I grew fond of him as I got a ringside view of the person in him (and not just the entrepreneur), his mind and spirit, of the insanely close friendships he had in the world, of his passion for details even in the midst of madness. His long apology messages when he was late or couldn’t make it to a board meeting because he was waiting for his next scan, and his genuine care and defensiveness about not being able to definitively commit to a time to meet or speak, used to partly amuse me. The last time we met in London, he insisted on driving us to our next meeting, still trying to work through logistics for us. One just had to accept this as normal, because he left one with no choice.

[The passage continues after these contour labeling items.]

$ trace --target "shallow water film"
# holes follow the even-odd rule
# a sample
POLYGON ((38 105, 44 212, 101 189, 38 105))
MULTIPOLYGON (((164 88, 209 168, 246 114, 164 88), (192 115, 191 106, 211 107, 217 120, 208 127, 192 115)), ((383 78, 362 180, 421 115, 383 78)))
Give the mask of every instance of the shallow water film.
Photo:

Towards the end, one knew it was a matter of time – but with Amit, there was always an irrational side of the mind that believed he would somehow find his way out. I had mourned this moment once before when I realised how bad things were, but this time, it hit home deeper in an unexpected way. The only thing that helped make peace was a resolve to carry on his ambition for real change on the ground, and ensure it is lived out. A different form of denial maybe –  but some people tend to stay with you … forever.

Amit, you will always be an Elevar entrepreneur and an integral part of the Elevar journey – someone that we care about deeply. You will remain core to the ambition that we will live out collectively. The ambition that has flowed through like a waterfall with all its force, and one that will also result in fountains of hope and joy for millions around the world.